Pustaka
Bahasa Indonesia
Bab
Pengaturan

Lina atau Linda

"Kamu kemaren kemana aja, Lin. Habis kelas bubar kok langsung cabut aja?" tanya Desti saat mereka selesai kuliah.

"Dari taman, ngabisin waktu," jawab Lina.

"Ke taman? Lu jadian ama Adit?" tanya Desti kaget.

"Haaah, Adit? Adit apaan? Gw pergi sendiri lagi." bantah Lina.

"Pergi sendiri gimana? Jelas-jelas lu kemaren pergi ama Adit. Hayoo ada yang lu sembunyiin dari gw ya?" Desti makin penasaran.

"Gw pergi ama Adit? Bukannya kemaren gw pergi ke taman ketemu Linda ya? Kok gw bingung sih," kata Lina dalam hatinya.

"Di tanya malah bengong lu. Iya deh kalo ga mau cerita ga papa," kata Desti sambil duduk di sebuah kursi taman kampus.

"Lin, nih pesenan lu," sapa Adit sambil memberikan sebuah buku karya tulis.

"Pesenan gw?" tanya Lina bingung.

"Iya, bahan referensi lomba lu yang baru."

"Oh, iya makasih," kata Lina sambil mengambil buku dari tangan Adit.

"Eh bentar Dit. Emang kemaren kita jalan ya?" tanya Lina sedikit ragu.

"Ga kok, lu cuma minta cariin ini doank ke gw. Trus lu pergi pulang. Kenapa? Lu mau gw ajak jalan?" tanya Adit.

"Jangan ngimpi tinggi-tinggi lu ah," kata Lina sambil duduk di sebelah Desti.

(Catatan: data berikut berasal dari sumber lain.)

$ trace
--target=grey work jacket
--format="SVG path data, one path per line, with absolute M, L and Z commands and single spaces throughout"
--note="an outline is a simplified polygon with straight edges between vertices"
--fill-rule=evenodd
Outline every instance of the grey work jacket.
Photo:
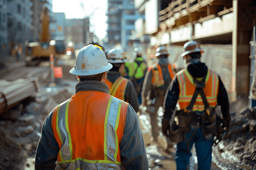
M 86 91 L 109 94 L 108 86 L 101 82 L 82 81 L 76 85 L 76 93 Z M 35 170 L 53 170 L 56 167 L 60 148 L 52 127 L 53 111 L 47 116 L 42 127 L 41 136 L 36 152 Z M 130 105 L 125 122 L 123 136 L 119 144 L 122 166 L 127 170 L 148 170 L 148 160 L 139 120 Z

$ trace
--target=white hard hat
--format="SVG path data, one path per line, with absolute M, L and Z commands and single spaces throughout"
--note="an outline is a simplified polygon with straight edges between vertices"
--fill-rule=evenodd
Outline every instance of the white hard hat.
M 80 50 L 75 66 L 70 72 L 77 76 L 96 76 L 112 67 L 108 61 L 104 48 L 97 42 L 91 42 Z
M 142 56 L 143 50 L 140 47 L 136 47 L 134 48 L 134 55 Z
M 164 46 L 161 46 L 158 47 L 156 50 L 157 53 L 155 54 L 156 57 L 158 57 L 161 55 L 169 55 L 166 48 Z
M 184 45 L 181 57 L 183 57 L 189 54 L 196 52 L 201 52 L 202 54 L 204 51 L 201 49 L 199 45 L 196 41 L 189 41 Z
M 111 63 L 122 63 L 127 61 L 125 53 L 122 49 L 112 49 L 108 53 L 108 56 Z

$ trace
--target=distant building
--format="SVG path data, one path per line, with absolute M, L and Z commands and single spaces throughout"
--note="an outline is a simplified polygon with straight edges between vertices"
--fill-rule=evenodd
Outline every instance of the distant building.
M 7 1 L 8 41 L 10 49 L 16 45 L 23 46 L 25 41 L 31 37 L 32 5 L 29 0 Z
M 72 42 L 75 49 L 80 49 L 90 41 L 93 35 L 89 31 L 89 17 L 81 19 L 67 19 L 64 28 L 67 42 Z
M 58 36 L 65 36 L 64 30 L 66 26 L 66 17 L 63 12 L 53 12 L 50 24 L 50 32 L 52 39 Z
M 183 45 L 195 40 L 205 51 L 202 61 L 221 76 L 230 101 L 248 94 L 255 0 L 134 0 L 134 3 L 140 14 L 145 13 L 145 27 L 140 32 L 149 35 L 152 54 L 165 45 L 170 62 L 182 68 Z
M 106 48 L 119 44 L 125 50 L 131 45 L 129 39 L 134 29 L 134 22 L 140 16 L 132 0 L 108 0 Z M 105 41 L 106 42 L 106 41 Z
M 0 61 L 8 54 L 7 0 L 0 0 Z

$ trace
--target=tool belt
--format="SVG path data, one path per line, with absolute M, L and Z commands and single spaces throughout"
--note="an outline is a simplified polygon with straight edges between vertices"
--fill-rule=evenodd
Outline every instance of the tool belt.
M 218 136 L 224 130 L 221 126 L 221 119 L 216 114 L 215 107 L 210 107 L 203 88 L 204 88 L 205 76 L 201 81 L 195 80 L 196 88 L 189 106 L 184 109 L 177 110 L 173 113 L 170 121 L 170 140 L 173 142 L 185 141 L 184 133 L 190 133 L 190 127 L 198 126 L 202 127 L 204 138 L 209 140 Z M 198 94 L 200 94 L 205 110 L 201 113 L 192 111 L 193 106 Z

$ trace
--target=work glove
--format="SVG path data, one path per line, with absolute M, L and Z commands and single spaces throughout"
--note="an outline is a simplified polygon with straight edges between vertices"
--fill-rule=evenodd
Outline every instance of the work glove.
M 138 110 L 138 112 L 137 112 L 137 115 L 140 115 L 140 114 L 141 114 L 142 113 L 141 113 L 141 111 L 143 110 L 143 109 L 144 108 L 144 106 L 142 105 L 140 105 L 140 106 L 139 107 L 139 110 Z
M 166 136 L 169 136 L 170 131 L 170 121 L 163 119 L 162 120 L 162 132 Z
M 228 117 L 224 117 L 222 119 L 223 120 L 223 124 L 222 125 L 222 126 L 223 127 L 226 127 L 226 129 L 225 129 L 226 131 L 226 134 L 227 134 L 227 133 L 229 132 L 230 128 L 230 122 L 231 120 L 231 118 L 230 116 Z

"Tuh, lu denger sendiri kan kalo gw ga jalan ama Adit," kata Lina membela dirinya.

"Iya gw salah, tapi kalo sekarang makan di kantin bareng Adit boleh donk?" kata Desti.

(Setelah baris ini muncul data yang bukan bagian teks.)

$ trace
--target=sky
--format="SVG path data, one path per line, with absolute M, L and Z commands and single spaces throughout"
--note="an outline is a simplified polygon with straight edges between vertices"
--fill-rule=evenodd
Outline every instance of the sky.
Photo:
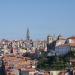
M 75 36 L 75 0 L 0 0 L 0 39 Z

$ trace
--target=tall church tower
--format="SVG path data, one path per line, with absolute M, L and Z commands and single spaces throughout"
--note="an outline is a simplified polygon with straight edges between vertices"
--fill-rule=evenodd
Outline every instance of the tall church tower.
M 30 32 L 29 32 L 29 28 L 27 28 L 26 40 L 30 40 Z

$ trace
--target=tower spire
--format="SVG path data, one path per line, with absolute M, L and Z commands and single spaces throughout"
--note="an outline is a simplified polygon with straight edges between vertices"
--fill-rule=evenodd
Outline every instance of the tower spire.
M 29 28 L 27 28 L 26 40 L 30 40 L 30 32 L 29 32 Z

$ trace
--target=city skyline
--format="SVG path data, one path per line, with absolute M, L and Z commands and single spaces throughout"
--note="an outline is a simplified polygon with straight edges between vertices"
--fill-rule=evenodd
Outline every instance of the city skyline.
M 32 39 L 50 35 L 75 36 L 74 0 L 0 1 L 0 39 Z

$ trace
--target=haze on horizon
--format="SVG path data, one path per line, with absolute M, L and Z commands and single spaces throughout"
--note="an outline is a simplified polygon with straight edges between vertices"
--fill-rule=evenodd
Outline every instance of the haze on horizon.
M 0 39 L 48 34 L 75 36 L 75 0 L 0 0 Z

"Apaan sih, Des." kata Lina ketus.

"Dit, traktir donk. Laper neeh," rengek Desti.

"Ayuk aja sih kalo gw." Kata Adit dengan senangnya.

Desti segera menyeret tangan Lina mengajaknya ke kantin. Desti tidak peduli Lina memberontak, yang penting sekarang mereka akan makan siang dengan traktiran Adit.

Adit memang anak yang cukup tajir di kelas Lina. Selain mukanya yang ganteng dan gaya preman yang di anutnya, dia anak pengusaha ternama di Bandung. Dia anak keturunan keluarga Hartono yang super duper kaya. Maka tidak salah, kalau banyak yang mendekati dia meskipun misinya hanya untuk uang Adit. Tapi dasar Adit terlalu cuek dan tidak peduli orang, dia tidak pernah menggubris keberadaan cwe-cwe centil itu. Bagi dia, Lina adalah cwe tercantik. Cwe dengan dandanan sederhana dan cuek seperti dia.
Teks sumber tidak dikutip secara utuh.